Il est des choses étranges et incompréhensibles dans l'univers. Tenez, prenez par exemple la communauté des fans de comics. Ils se réunissent de manière tribale autour de certains réseaux sociaux et, comme dans toute bonne religion, semblent avoir besoin de liant pour asseoir leur communautarisme. Ainsi, parfois, une œuvre doit-elle faire l'unanimité. Ils se passent le mot, en parlent, le crient sur les toits virtuels de leurs forums, vont regarder les images sur les sites VO et, souvent, sans même avoir lu la chose, hurlent à qui veut bien l'entendre, que cette œuvre, c'est le top du top !
C'est le cas de ce "Magicien d'Oz", adaptation sous forme de comics du roman de L. Frank Baum, par le scénariste Eric Shanower et le dessinateur Scottie Young en 2011. Partout c'est le même son de cloche : "Excellent", "adaptation de grande qualité", "pour les lecteurs de tous âges" et puis, carrément : "C'est un chef d'œuvre !".

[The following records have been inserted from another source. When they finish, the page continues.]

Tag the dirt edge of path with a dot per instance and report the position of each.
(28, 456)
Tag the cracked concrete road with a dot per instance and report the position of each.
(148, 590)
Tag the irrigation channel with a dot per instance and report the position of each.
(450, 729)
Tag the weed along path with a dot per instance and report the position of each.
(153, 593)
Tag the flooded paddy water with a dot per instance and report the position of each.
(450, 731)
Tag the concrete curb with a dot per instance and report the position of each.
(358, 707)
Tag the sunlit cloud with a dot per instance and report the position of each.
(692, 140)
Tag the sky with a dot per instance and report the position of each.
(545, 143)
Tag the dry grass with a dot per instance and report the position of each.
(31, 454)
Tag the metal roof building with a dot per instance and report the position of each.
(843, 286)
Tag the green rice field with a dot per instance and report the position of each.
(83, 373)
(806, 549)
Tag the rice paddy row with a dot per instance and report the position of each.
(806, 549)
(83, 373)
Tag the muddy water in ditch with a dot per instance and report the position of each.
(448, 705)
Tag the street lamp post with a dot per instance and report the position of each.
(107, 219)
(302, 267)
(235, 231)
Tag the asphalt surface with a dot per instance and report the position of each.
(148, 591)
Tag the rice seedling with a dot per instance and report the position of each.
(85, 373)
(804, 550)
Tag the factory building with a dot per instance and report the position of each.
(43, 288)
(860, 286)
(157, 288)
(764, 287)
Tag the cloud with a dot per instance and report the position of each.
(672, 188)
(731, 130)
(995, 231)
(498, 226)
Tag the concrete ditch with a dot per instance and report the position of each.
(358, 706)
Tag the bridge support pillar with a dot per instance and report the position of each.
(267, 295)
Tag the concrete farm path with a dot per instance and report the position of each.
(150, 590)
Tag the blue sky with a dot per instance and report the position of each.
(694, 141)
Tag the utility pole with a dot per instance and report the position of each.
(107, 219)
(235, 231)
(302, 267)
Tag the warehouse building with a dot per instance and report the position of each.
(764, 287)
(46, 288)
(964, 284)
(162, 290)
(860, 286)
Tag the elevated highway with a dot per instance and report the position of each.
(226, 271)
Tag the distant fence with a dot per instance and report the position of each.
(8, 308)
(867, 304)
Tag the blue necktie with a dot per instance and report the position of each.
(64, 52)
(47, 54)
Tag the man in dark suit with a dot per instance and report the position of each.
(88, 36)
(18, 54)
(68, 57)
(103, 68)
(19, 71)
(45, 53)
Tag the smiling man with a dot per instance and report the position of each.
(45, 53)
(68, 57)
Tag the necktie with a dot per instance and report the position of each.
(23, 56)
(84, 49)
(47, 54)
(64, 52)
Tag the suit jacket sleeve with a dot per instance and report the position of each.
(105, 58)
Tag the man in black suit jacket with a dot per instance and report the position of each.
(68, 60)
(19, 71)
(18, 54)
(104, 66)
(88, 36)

J'avoue, après lecture de la chose, ne rien comprendre du tout à cet engouement démesuré. Dans le fond, cette version comics est juste une adaptation plate et linéaire du roman originel. La narration est d'une monotonie totale, et à aucun moment le scénariste ne se montre inspiré d'une quelconque manière. Du coup, le découpage des planches est tellement démuni de trouvailles narratives que les vignettes sont régulièrement complétées de cadres de texte qui racontent l'histoire de façon littéraire, sans aucun parti-pris particulier autre que de retranscrire littéralement les scènes du roman. L'auteur n'utilise jamais les outils de l'art séquentiel dans ce qu'il possède de possibilités narratives propres. Au final, lire une adaptation sous forme de livre illustré reviendrait exactement au même !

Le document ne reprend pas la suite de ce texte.